Folha de S. Paulo
Conta de juros está perto dos níveis
recordes; entenda como cresceu o endividamento
No último ano, o governo federal pagou o
equivalente a 6,7% do PIB em juros da
dívida. Em valores corrigidos pela inflação,
são R$ 787,2 bilhões.
Essa conta jamais foi tão alta, desde 1997, a
não ser em cinco meses de 2015 e 2016, quando o país passava pela Grande
Recessão. De 1997 a 2014, a média foi de 4,1% do PIB. De 2015 a
2019, de 5,2%. A série de dados do Tesouro começa em 1997.
A conta de juros recente é uma aberração,
mesmo para padrões brasileiros. Os motivos imediatos são dívida maior, com
juros costumeiramente altos, e a perspectiva de crescimento sem limite da dívida
pública, dados os grandes déficits primários.
A receita do governo é ora de 17,92% do PIB. A despesa primária, que não inclui a conta de juros, é de 19,81% do PIB. Mesmo sem a conta de juros, a receita, pois, não dá para cobrir a despesa primária (Previdência, servidores, saúde, educação, Bolsa Família etc.). A conta de juros é paga com mais dívida. A dívida que vence é também paga com dívida nova.

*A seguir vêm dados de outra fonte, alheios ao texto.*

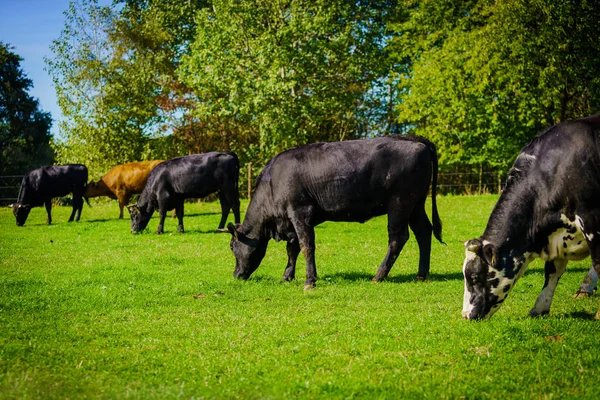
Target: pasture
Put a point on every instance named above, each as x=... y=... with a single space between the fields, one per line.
x=89 y=310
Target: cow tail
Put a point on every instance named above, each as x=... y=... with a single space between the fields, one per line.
x=437 y=222
x=237 y=171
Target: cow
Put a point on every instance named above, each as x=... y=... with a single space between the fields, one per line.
x=341 y=181
x=193 y=176
x=122 y=182
x=40 y=185
x=550 y=209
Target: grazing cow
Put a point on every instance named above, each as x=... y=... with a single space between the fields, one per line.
x=549 y=209
x=193 y=176
x=40 y=185
x=343 y=181
x=122 y=182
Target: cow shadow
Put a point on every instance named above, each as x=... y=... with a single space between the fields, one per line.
x=581 y=315
x=200 y=214
x=363 y=276
x=104 y=220
x=203 y=231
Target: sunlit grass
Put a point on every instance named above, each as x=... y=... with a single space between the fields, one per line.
x=90 y=310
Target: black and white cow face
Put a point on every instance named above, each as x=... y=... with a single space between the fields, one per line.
x=139 y=219
x=248 y=252
x=489 y=277
x=21 y=212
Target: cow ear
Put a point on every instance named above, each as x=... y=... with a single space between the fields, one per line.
x=473 y=245
x=232 y=230
x=489 y=254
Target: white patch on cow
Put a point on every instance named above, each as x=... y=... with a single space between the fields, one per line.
x=579 y=223
x=504 y=280
x=565 y=245
x=528 y=157
x=470 y=256
x=589 y=282
x=544 y=300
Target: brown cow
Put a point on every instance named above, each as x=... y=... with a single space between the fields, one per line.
x=122 y=182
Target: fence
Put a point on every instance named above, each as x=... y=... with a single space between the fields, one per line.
x=9 y=188
x=468 y=183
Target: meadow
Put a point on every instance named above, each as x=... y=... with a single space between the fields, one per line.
x=89 y=310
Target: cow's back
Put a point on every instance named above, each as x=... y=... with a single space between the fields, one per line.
x=192 y=176
x=48 y=182
x=130 y=177
x=563 y=164
x=348 y=179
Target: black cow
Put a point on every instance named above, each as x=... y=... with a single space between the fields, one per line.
x=193 y=176
x=40 y=185
x=343 y=181
x=549 y=209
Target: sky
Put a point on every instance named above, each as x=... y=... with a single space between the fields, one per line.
x=29 y=26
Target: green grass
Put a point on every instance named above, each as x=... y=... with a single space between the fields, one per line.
x=89 y=310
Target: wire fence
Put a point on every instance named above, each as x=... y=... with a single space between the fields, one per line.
x=9 y=188
x=458 y=183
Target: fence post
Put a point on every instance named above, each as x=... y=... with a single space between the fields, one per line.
x=249 y=181
x=499 y=182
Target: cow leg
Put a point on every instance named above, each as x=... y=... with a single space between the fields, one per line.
x=77 y=206
x=293 y=249
x=588 y=285
x=594 y=246
x=225 y=207
x=123 y=199
x=306 y=239
x=179 y=213
x=234 y=200
x=48 y=204
x=552 y=273
x=421 y=227
x=397 y=237
x=162 y=214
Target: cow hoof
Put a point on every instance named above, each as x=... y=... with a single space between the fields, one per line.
x=534 y=313
x=580 y=295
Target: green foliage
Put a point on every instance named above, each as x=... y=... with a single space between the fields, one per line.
x=24 y=128
x=273 y=75
x=481 y=78
x=90 y=310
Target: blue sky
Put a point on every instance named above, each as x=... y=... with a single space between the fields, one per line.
x=29 y=26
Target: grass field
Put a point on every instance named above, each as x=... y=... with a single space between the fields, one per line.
x=89 y=310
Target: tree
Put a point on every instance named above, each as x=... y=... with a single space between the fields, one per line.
x=24 y=128
x=267 y=76
x=481 y=78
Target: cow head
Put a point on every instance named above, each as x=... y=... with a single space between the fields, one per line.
x=21 y=212
x=248 y=252
x=139 y=219
x=480 y=263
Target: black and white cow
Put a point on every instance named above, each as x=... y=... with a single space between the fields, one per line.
x=549 y=209
x=193 y=176
x=343 y=181
x=41 y=185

A despesa primária decerto anda inflada por
umas contas extraordinárias recentes. O déficit primário de 2% do PIB deve
ficar em breve perto de 1% do PIB. O problema ainda será enorme.
Dada a presente situação, a dívida crescerá
sem limite, até se tornar quase ingovernável ou governável de modo sinistro
(grande inflação, um "ajuste
Milei"), a não ser que cresçamos no antigo ritmo
chinês. Não é viável.
A solução parece ser reduzir a taxa de juros.

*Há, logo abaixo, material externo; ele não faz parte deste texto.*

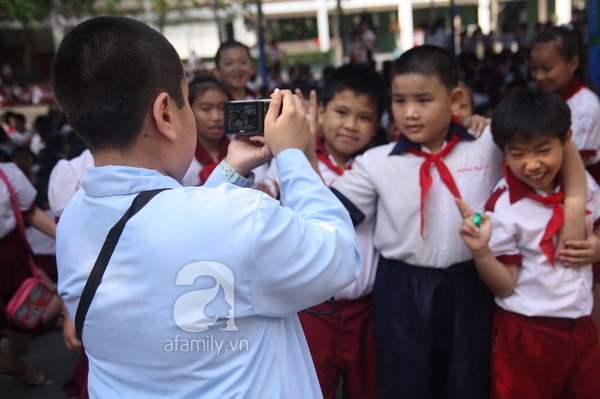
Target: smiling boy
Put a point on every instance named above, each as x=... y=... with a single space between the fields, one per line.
x=432 y=311
x=545 y=342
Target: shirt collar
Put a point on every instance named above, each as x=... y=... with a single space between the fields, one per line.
x=572 y=89
x=112 y=180
x=456 y=128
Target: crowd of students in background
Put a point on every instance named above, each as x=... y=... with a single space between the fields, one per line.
x=487 y=78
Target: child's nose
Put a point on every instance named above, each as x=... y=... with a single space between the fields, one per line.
x=350 y=122
x=532 y=163
x=411 y=111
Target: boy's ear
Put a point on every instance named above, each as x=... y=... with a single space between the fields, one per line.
x=568 y=136
x=456 y=96
x=320 y=112
x=574 y=64
x=162 y=113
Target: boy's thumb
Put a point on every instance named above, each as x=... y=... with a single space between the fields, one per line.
x=465 y=210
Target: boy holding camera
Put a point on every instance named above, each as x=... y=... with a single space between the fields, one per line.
x=200 y=296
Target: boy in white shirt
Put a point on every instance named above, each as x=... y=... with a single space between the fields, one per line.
x=545 y=343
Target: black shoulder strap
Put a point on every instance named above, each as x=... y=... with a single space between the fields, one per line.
x=107 y=249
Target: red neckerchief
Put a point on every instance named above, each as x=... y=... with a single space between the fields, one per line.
x=519 y=190
x=572 y=89
x=323 y=156
x=425 y=175
x=208 y=164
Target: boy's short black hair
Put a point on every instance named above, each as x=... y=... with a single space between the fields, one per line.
x=428 y=60
x=528 y=115
x=359 y=79
x=568 y=43
x=107 y=72
x=226 y=46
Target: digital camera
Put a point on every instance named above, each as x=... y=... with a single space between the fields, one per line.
x=246 y=117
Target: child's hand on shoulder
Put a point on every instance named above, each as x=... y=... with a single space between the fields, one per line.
x=581 y=252
x=475 y=237
x=476 y=123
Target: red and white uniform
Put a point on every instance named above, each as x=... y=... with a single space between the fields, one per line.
x=518 y=226
x=384 y=184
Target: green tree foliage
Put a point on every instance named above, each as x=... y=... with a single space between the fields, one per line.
x=26 y=11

É possível fazê-lo, na marra, causando grande inflação ou também fuga e
retranca do capital, o que reduzirá o crescimento —uma "solução
argentina". Ou pode ser que alguém tenha na gaveta uma grande inovação
prática e teórica.
Resta a "alternativa Haddad", fazer
com que a
"direita" (ricos) aceite pagar mais impostos e a esquerda aceite
contenção de despesa. Qual proporção de impostos e de contenção de
despesa depende de embate político, viabilidade econômica e da natureza do
crescimento das despesas.
Algumas despesas crescem tanto ou mais que
receita e PIB. Sem aumento de carga
tributária, digamos que a receita cresce no ritmo do PIB.

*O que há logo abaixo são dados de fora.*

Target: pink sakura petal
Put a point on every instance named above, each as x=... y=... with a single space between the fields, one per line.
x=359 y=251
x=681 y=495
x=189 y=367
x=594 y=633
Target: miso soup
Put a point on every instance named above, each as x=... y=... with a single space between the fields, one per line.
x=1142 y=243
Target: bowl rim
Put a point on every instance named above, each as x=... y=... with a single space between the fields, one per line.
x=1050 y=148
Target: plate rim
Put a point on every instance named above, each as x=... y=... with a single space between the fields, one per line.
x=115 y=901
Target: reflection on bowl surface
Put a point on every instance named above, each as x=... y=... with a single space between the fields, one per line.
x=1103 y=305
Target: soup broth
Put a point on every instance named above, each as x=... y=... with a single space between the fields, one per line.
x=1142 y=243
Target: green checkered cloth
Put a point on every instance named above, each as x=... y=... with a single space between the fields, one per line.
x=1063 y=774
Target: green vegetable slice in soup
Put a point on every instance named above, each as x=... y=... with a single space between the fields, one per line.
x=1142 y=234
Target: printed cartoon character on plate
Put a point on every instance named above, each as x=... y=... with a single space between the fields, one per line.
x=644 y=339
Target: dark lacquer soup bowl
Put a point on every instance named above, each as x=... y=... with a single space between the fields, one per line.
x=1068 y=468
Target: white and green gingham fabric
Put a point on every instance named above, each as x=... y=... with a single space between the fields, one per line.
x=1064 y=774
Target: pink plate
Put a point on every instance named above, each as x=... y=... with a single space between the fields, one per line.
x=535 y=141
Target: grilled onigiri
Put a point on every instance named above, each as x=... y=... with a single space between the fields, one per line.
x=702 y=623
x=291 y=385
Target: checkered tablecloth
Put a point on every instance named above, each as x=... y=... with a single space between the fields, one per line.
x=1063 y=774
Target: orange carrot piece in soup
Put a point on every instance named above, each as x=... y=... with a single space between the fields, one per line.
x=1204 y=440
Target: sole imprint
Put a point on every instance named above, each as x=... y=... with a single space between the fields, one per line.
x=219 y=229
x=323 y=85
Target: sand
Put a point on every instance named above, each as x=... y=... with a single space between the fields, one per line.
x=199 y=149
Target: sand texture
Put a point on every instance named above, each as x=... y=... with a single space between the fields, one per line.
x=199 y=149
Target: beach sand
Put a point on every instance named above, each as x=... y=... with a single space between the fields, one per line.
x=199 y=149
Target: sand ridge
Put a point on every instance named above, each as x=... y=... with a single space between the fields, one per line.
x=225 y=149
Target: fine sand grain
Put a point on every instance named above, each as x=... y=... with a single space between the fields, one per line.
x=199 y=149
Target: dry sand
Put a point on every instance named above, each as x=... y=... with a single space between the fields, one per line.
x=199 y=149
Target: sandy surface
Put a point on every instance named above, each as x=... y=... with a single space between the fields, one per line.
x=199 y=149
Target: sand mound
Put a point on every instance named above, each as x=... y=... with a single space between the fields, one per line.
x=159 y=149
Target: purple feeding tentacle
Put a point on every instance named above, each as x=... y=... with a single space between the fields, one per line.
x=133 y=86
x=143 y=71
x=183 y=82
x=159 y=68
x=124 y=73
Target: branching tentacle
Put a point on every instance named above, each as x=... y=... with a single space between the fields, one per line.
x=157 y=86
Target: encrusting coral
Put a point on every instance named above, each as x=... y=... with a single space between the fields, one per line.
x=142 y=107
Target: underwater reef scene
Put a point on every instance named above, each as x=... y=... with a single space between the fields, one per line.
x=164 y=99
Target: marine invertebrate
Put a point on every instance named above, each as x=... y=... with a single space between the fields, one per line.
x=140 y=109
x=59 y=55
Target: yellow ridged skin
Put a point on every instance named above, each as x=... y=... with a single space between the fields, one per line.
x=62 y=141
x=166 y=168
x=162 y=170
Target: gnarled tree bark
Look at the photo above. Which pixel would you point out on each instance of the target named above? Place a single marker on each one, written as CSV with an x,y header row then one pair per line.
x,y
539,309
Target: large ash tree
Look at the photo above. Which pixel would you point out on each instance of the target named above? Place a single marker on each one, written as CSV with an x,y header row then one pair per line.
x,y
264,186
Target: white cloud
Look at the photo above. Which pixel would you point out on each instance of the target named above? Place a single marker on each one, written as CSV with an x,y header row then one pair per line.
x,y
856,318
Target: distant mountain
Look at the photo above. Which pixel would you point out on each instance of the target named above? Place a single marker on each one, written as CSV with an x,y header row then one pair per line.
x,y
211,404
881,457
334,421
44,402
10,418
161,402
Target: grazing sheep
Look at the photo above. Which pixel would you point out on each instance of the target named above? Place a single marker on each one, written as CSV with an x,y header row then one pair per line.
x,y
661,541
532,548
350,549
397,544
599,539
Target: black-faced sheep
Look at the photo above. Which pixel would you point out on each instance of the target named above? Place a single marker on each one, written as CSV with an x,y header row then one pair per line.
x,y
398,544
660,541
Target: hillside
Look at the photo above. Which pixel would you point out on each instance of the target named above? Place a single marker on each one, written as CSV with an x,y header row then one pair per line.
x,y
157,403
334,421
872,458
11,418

Por exemplo, a despesa com Previdência era de
5,9% do PIB ao fim de FHC 2 (2002). Atualmente, de 8,2% do PIB. Ora é
necessário que a economia cresça uns 4% para que a despesa com Previdência não
cresça mais do que PIB e receita (vai piorar). Não é viável.
A "dívida bruta do governo geral"
(federal, quase toda, estadual e municipal) equivalia a 71,7% do PIB antes do
início de Lula 3.
Está em 77,3%.
A dívida foi em média de 55% do PIB entre
2006 e 2014. Deu um salto na Grande Recessão, para 69,8% (final de 2016),
chegando ao pico anterior de 77,1% em abril de 2019 (descontada a
epidemia). Cresceu por causa de anos de PIB abaixo do nível de 2013,
mais déficit, mais juros. Agora, a dívida aumenta como nunca e em anos de bom
crescimento do PIB. Não é viável.
Dívidas podem ser reduzidas com grande
inflação e miséria social. Ou com um plano crível de longo prazo que combine
mais impostos com contenção de aumento de despesa primária. No Brasil de hoje,
isso depende de profunda reforma previdenciária, de vinculações de despesa e
receita, de revisão gigante do meio trilhão de benefícios tributários e de
aumento de tributação de mais ricos.
É quase uma revolução social-fiscal. Depende
de acordão nacional. Por ora, há apenas sabotagem nacional.